No Black Fri­day gift lists here! No elec­tronic gad­gets. No baubles, ban­gles or beads. Just the recog­ni­tion of the real costs of a life unlived. But we, among the liv­ing, still have a choice. And we can exer­cise that choice through the aware­ness we bring to each moment.

Snag a new TV set at Best Buy on sale, $200. Liv­ing in align­ment with what really mat­ters — price­less! What mat­ters is more about pres­ence and less about presents. It’s more about what kind of per­son is doing the giving.

Who’s the giver you want to be? Who’s the giver you already are? What inef­fa­ble qual­i­ties do you bring to the giv­ing? This is truly the gift you have to give.

The only thing that mat­ters is that you give this gift, what­ever it is. For in giv­ing it to oth­ers, you auto­mat­i­cally give it to your­self. And visa versa. What we give to our­selves fills up the cup from which we give to oth­ers. It’s a cir­cu­lar thing. The old adage: “What goes around comes around” hap­pens to be true!

At the end of your life, what will you trea­sure the most? The expen­sive gift some­one gave you, or the qual­ity of the time you spent with one who gave it?

This hol­i­day sea­son and through­out the com­ing year, let what you give be an affir­ma­tion of the val­ues you hold most dear. Give of the things that are the deep­est and the high­est expres­sion of who you are. What is that for you?

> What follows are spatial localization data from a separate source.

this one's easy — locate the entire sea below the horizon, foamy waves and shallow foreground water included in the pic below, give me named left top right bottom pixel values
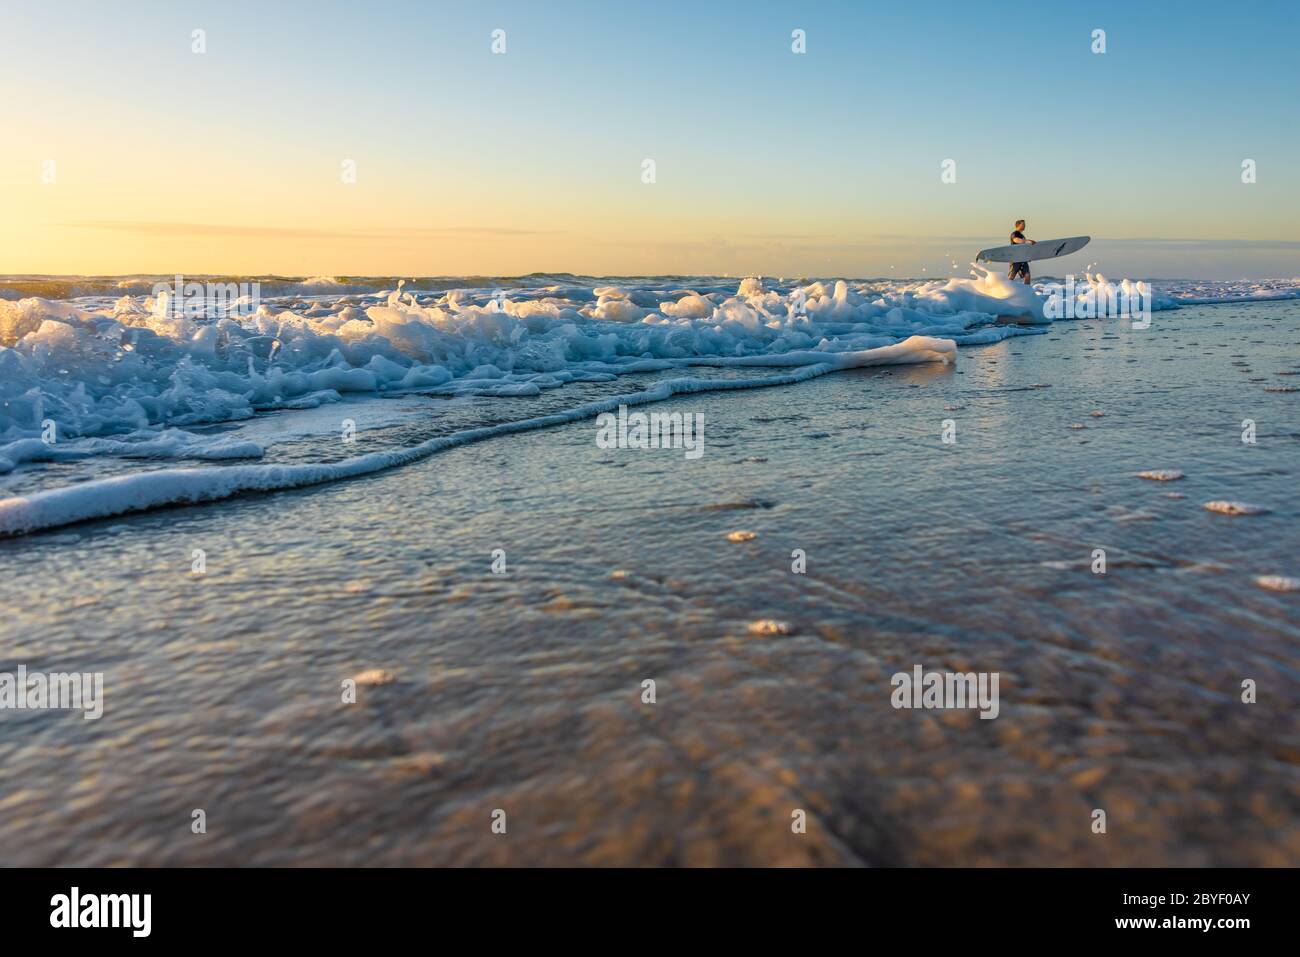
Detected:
left=0, top=272, right=1300, bottom=866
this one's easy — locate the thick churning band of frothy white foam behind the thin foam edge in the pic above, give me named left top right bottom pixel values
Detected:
left=0, top=268, right=1196, bottom=460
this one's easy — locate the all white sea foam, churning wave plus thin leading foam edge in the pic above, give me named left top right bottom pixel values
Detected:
left=0, top=267, right=1300, bottom=531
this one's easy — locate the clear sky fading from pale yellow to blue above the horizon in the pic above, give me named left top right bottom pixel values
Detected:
left=0, top=0, right=1300, bottom=278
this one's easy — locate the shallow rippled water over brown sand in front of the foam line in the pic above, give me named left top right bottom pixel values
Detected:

For me, it’s about being real and shar­ing the “juice” of life, the good, the bad and the some­times ugly. It’s about losses grieved, tears shed and hands held. It’s about telling the truth, for­giv­ing and ask­ing for for­give­ness. It’s about shar­ing the jour­ney, lend­ing an arm or ask­ing for one to lean on when the feet or legs get wob­bly. It’s about long walks, cups of tea and tele­phone chats across the miles.

For me, the gift that mat­ters most is about being in the pres­ence of “Being” and hon­or­ing the sacred. It’s about being a heart that lis­tens. It’s about rec­og­niz­ing the beauty of sim­plic­ity, appre­ci­at­ing bold­ness and hav­ing the courage to be honest.

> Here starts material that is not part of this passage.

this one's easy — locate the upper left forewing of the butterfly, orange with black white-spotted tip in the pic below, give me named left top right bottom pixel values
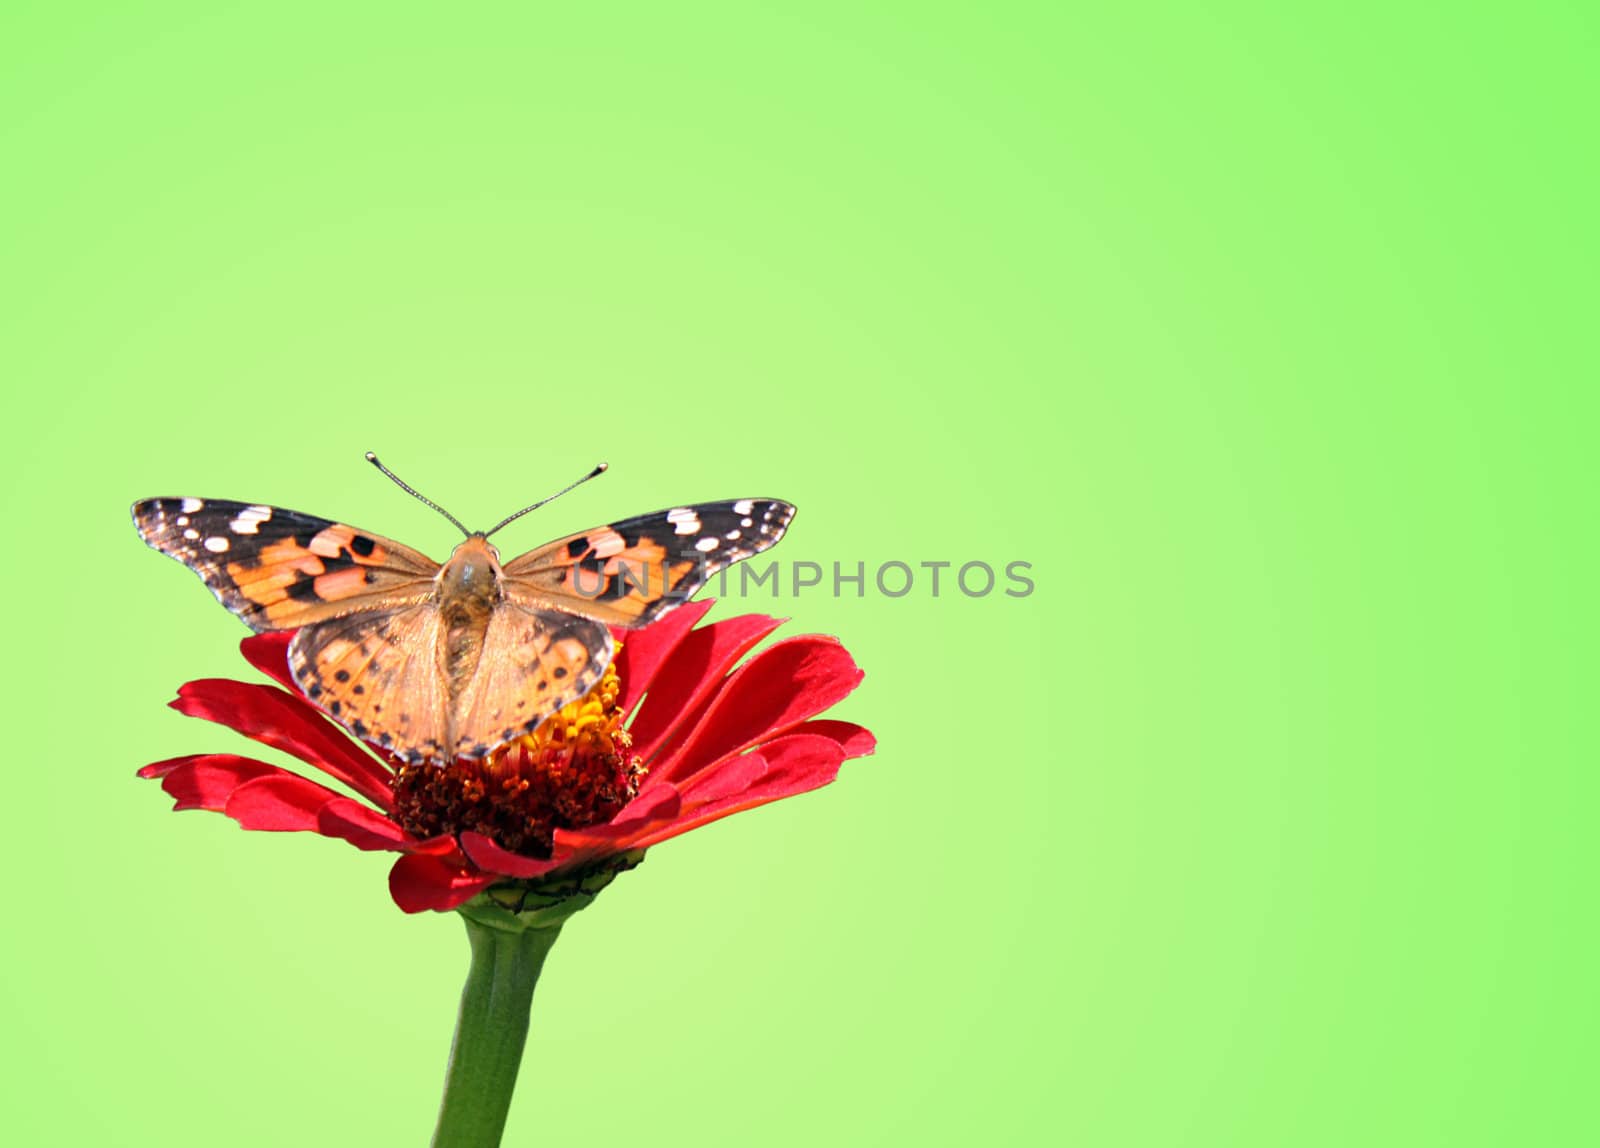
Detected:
left=133, top=499, right=438, bottom=632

It’s about the love of fam­ily, the bond that is shared and the acknowl­edg­ment that this bond tran­scends every­thing. It’s about express­ing love through words and actions that has my beloveds know they are loved beyond measure.

There are no Black Fri­day deals on the gifts that mat­ter most. They are in abun­dant sup­ply 24/7, 365 days a year.